On aurait tort, à l'instar de ses détracteurs qui n'ont jamais cherché à voir en lui autre chose que l'archétype du groupe de rock pour surfeurs californiens, de réduire les Eagles à une usine à tubes, car derrière cette vitrine commerciale se cachent une finesse de touche et un talent hors-pair pour la composition ciselée à la manière d'un travail d'orfèvre. Une écriture qui a su évoluer au fil des années, se bonifier et se fixer à partir de "Hotel California" (1976), aboutissement mais aussi (quasi) testament d'une carrière fulgurante, puisque ne lui succédera qu'un seul album, l'épitaphe "The Long Run" trois ans plus tard.
Coincé entre le deuxième album, "Desperado" et "One Of These Nights", "On The Border" se présente comme une œuvre charnière dans la discographie du combo de Los Angeles, en ce sens où il tente de gommer les accents country qui le recouvrent néanmoins toujours d'un vernis chaleureux, afin d'entamer une mue vers cette musique aux traits sinon (un peu) plus durs, au moins plus rock qui fera le succès des Eagles. Le fait que celui-ci ait préféré à Glyn Johns le producteur Bill Szymczyk, qui a travaillé avec (entre beaucoup d'autres) The James Gang et Joe Walsh, qui ne tardera d'ailleurs pas à remplacer le guitariste Bernie Leadon, témoigne chez le groupe de sa volonté d'araser ce socle historique.
Pourtant le résultat se révèle mitigé car il ne possède ni la verve caillouteuse de son aîné ni la force accrocheuse de son successeur.

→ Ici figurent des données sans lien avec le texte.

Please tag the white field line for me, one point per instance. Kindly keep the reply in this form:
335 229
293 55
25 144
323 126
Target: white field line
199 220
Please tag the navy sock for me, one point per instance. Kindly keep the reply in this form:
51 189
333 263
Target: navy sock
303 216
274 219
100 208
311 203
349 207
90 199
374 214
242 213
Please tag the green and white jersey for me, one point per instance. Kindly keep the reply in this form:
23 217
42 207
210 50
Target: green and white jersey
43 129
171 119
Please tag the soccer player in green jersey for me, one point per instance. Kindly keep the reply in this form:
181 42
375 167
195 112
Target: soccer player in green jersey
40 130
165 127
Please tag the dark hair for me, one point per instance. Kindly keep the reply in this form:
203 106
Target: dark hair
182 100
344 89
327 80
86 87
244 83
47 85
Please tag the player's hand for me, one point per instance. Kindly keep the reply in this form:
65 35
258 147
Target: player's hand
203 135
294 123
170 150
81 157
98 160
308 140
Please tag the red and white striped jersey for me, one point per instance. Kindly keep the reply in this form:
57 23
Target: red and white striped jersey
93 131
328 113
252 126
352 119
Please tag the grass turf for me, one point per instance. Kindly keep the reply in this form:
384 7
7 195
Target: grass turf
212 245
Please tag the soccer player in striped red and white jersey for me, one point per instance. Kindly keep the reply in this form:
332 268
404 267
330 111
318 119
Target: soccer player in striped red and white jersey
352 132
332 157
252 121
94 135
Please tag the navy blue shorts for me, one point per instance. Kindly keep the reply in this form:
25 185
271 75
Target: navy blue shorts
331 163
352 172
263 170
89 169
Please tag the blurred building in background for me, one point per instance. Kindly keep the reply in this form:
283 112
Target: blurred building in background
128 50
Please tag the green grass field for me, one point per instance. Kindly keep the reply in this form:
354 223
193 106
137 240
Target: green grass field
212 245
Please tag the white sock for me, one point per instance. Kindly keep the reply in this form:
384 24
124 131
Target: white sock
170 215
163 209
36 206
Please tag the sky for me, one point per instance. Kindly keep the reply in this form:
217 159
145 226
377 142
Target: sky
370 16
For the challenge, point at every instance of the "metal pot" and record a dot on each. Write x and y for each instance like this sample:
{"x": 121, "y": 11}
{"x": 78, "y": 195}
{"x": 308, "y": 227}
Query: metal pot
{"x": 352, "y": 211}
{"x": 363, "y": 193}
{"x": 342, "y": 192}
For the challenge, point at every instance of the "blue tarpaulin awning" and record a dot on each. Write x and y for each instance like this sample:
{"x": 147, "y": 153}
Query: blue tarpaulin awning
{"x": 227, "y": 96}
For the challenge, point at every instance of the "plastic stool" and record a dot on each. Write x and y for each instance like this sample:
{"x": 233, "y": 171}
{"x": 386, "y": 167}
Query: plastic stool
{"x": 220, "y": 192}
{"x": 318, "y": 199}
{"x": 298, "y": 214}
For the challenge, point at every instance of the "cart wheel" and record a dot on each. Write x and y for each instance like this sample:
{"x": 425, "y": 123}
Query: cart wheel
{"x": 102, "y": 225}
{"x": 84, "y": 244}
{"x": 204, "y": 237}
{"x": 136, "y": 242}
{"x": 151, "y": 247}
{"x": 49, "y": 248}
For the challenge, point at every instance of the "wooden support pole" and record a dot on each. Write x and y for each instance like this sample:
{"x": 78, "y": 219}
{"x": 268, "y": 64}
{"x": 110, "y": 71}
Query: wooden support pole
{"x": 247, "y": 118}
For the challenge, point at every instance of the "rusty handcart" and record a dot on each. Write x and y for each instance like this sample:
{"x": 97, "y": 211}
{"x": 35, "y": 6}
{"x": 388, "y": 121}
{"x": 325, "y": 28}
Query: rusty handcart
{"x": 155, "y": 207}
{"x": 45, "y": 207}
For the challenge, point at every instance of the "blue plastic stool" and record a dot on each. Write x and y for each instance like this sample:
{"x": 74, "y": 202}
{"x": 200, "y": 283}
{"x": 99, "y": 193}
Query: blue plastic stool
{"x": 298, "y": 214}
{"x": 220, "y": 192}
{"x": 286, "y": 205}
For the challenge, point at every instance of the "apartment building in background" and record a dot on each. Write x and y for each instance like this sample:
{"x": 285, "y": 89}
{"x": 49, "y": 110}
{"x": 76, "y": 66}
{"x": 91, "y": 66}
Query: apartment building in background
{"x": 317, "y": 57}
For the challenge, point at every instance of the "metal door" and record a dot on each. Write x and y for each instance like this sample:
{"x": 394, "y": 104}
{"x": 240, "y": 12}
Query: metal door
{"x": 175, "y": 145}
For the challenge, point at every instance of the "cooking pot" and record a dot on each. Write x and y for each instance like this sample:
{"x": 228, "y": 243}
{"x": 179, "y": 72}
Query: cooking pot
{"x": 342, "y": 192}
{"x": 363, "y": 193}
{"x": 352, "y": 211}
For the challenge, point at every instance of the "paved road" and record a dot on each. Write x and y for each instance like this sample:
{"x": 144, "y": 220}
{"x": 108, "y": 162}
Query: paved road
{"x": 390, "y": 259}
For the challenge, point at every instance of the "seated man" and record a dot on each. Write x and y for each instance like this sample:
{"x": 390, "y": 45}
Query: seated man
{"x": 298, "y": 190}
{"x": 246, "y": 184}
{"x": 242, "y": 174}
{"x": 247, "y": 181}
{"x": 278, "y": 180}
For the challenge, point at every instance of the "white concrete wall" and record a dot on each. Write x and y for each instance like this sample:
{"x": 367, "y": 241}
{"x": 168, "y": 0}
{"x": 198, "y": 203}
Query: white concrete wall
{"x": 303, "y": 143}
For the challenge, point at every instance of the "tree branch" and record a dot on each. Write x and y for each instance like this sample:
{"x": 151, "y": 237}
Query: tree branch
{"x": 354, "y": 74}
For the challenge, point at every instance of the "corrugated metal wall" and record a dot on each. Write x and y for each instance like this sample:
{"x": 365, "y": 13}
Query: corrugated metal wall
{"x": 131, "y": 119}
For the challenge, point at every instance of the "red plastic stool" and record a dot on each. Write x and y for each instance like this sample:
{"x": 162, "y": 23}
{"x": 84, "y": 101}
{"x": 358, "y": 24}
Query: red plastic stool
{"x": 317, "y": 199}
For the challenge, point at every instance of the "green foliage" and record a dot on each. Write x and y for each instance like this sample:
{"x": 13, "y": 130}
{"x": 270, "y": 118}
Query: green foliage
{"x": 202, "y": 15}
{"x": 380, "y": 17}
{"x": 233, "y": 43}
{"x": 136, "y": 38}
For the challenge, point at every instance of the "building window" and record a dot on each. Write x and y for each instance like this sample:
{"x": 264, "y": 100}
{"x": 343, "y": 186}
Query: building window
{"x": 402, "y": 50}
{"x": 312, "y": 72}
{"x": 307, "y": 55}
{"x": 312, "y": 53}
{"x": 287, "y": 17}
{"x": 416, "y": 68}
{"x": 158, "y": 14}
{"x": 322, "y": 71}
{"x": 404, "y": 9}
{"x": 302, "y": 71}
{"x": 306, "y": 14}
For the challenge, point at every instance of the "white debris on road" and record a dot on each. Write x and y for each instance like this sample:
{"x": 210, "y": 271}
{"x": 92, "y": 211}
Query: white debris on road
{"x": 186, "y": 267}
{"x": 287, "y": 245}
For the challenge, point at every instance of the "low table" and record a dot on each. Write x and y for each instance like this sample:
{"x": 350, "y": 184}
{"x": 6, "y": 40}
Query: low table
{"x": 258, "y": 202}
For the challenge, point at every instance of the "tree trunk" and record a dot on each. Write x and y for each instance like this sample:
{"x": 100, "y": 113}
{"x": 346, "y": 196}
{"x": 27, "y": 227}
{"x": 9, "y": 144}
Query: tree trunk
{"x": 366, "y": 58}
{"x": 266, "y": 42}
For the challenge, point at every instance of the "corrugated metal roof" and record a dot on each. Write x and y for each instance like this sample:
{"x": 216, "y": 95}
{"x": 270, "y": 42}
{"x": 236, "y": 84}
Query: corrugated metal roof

De fait, "On The Border", qui marque l'arrivée de Don Felder, lequel se fend de lignes de guitare sur 'Already Gone' et de slide sur 'Good Day In Hell', semble hésiter entre deux directions, country d'un côté et rock de l'autre, ce qui ne l'a pas empêché de glisser dans les charts trois singles dont un 'James Dean' à l'entame du feu de dieu et la respiration terminale 'The Best Of My Love', ballade doucereuse qui illustre encore une fois, avec le poignant 'Ol' 55', un 'My Man' plein d'une tendresse chaloupée et plus encore un 'You Never Cry Like A Lover' puissamment émotionnel, combien le groupe brille dans ce registre délicat.
L'entraînant 'Midnight Flyer', le paisible 'Is It True' ou la chanson éponyme éponyme gorgée d'un feeling rhythm 'n' blues et coloré de chœurs soyeux, complètent une rondelle bien faite quoique sans génie et probablement la plus faible des Eagles.